# bulk rock salt dealers in Mass



## StonewallFarms (Aug 26, 2007)

I'm looking to see where all you mass guys are buying your bulk rock salt from? I've called around to a bunch of places and have gotten numbers from 84 a ton to 102 a ton.. Let me know who has been working out for you.

Thanks,

Dan


----------



## ss502gmc (Sep 12, 2008)

I wish i knew, i been trying to find out the same thing.


----------



## StonewallFarms (Aug 26, 2007)

Found a guy in worcester $74/ton for pure salt and i belive $124 treated. He is supposed to be sending me some info i'll keep you posted. Where are you located?


----------



## ss502gmc (Sep 12, 2008)

Im on the south shore near Brockton and the 2 local places around here want $120 ton untreated so ill travel and pick it up myself. Im only looking for 10 ton for now and wait and see how the season starts. I would gladly drive to worcester to save $500. Keep me posted


----------



## JpLawn (Aug 5, 2007)

StonewallFarms;1119126 said:


> Found a guy in worcester $74/ton for pure salt and i belive $124 treated. He is supposed to be sending me some info i'll keep you posted. Where are you located?

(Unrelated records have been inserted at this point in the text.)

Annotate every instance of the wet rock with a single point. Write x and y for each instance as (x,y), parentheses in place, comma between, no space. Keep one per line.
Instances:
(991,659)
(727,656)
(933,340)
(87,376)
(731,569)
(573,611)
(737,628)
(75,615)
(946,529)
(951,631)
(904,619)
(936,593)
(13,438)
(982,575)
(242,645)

What kind of treated salt does he have?


----------



## Big Dog D (Oct 1, 2005)

StonewallFarms;1119126 said:


> Found a guy in worcester $74/ton for pure salt and i belive $124 treated. He is supposed to be sending me some info i'll keep you posted. Where are you located?


Is that a picked up or delivered price? Where abouts are you?


----------